Vor 12 Jahren wurde ein Team um Andre Heller auf die begnadete Sängerin aufmerksam und das brachte Dona Rosa inzwischen auf viele Bühnen der Welt. Die eben erschienene CD „Sou Luz“ ist ihr bereits viertes Album. Musikalisch sind die 11 Songs der CD recht abwechslungsreich: einmal klingt es nach einem rustikalem Volkslied, dann wieder fast wie ein klassischer Fado und beim nächsten Mal scheinen die Madredeus Pate gestanden zu sein.
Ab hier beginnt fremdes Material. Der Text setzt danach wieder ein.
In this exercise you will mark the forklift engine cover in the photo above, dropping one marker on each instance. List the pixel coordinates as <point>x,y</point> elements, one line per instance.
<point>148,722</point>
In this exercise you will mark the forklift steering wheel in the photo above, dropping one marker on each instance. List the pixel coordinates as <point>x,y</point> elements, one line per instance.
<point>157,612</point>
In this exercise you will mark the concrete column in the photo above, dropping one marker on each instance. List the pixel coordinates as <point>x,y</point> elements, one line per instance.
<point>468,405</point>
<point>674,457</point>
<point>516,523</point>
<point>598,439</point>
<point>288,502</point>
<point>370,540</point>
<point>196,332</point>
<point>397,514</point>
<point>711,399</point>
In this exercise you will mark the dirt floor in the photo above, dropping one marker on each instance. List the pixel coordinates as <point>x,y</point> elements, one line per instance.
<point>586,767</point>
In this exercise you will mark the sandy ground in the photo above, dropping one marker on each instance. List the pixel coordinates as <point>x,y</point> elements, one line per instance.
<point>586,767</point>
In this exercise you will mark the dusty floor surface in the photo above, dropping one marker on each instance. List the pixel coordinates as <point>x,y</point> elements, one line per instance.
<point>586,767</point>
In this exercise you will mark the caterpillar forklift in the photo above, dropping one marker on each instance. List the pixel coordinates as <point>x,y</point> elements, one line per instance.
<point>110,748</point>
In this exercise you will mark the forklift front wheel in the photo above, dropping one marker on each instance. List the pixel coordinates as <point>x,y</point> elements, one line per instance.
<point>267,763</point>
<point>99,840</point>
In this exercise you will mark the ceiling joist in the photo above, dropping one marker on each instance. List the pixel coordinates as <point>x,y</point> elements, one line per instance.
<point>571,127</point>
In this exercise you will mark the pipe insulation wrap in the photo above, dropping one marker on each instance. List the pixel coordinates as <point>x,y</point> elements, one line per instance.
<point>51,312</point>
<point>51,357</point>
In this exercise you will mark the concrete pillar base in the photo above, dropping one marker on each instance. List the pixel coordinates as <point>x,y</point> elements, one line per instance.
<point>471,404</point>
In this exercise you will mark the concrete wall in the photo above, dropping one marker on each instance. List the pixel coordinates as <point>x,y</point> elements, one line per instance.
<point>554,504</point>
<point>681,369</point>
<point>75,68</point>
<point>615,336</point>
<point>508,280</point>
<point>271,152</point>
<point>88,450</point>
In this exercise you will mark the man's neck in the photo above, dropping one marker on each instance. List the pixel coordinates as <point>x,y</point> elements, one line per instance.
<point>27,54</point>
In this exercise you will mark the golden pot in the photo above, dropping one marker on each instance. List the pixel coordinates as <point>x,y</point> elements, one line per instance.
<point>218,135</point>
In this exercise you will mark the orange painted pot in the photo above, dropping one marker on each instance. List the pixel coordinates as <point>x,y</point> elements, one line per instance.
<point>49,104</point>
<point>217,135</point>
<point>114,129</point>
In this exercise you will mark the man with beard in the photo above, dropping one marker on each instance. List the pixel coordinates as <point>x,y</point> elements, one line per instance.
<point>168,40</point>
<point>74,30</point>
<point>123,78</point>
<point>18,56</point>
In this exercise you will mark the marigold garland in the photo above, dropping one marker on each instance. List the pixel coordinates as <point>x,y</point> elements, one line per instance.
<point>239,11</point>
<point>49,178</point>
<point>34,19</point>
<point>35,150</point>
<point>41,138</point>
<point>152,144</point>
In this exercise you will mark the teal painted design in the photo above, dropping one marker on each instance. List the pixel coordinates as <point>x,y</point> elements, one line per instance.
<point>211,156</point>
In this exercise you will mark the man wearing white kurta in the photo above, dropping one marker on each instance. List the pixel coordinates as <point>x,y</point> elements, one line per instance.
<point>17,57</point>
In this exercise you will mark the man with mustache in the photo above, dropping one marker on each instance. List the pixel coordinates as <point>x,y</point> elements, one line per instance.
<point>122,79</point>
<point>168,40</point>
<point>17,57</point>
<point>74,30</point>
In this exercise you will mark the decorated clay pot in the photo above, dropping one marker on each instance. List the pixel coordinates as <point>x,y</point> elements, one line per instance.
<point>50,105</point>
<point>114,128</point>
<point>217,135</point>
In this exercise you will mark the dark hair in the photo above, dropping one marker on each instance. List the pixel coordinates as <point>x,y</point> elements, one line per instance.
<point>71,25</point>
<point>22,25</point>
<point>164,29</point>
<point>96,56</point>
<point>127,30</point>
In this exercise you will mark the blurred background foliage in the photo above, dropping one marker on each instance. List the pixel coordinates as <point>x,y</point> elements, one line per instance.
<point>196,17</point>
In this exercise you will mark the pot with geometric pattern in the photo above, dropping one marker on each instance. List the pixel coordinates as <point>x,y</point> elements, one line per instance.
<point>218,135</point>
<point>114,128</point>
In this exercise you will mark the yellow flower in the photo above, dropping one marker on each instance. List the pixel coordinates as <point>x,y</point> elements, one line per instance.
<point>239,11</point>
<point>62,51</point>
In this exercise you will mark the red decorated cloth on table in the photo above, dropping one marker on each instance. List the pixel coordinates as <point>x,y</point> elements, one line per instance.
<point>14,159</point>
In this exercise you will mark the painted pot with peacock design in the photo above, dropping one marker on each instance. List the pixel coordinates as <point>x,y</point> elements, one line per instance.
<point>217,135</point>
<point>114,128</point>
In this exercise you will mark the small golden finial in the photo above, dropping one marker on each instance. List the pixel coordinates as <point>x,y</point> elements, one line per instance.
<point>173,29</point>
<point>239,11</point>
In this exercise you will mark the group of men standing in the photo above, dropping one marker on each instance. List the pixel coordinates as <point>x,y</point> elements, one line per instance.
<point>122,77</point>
Fast durchgehend allerdings der leicht melancholische Charakter, Stichwort saudade, gegeben vom schweren, gutturalen Gesang Rosas'. Doch Instrumentierung und Stimme wollen nicht so recht miteinander und immer wieder spürt man einen gewissen Bruch zwischen der erfahrenen Stimme und der oft allzu glatten Begleitung. Aufgelöst wird dieser Widerspruch nur im Lied „Nesta Terra Purtuguesa“, wenn sich Dona Rosa auf ihre ursprüngliche Art begleitet, nämlich nur mit Triangel.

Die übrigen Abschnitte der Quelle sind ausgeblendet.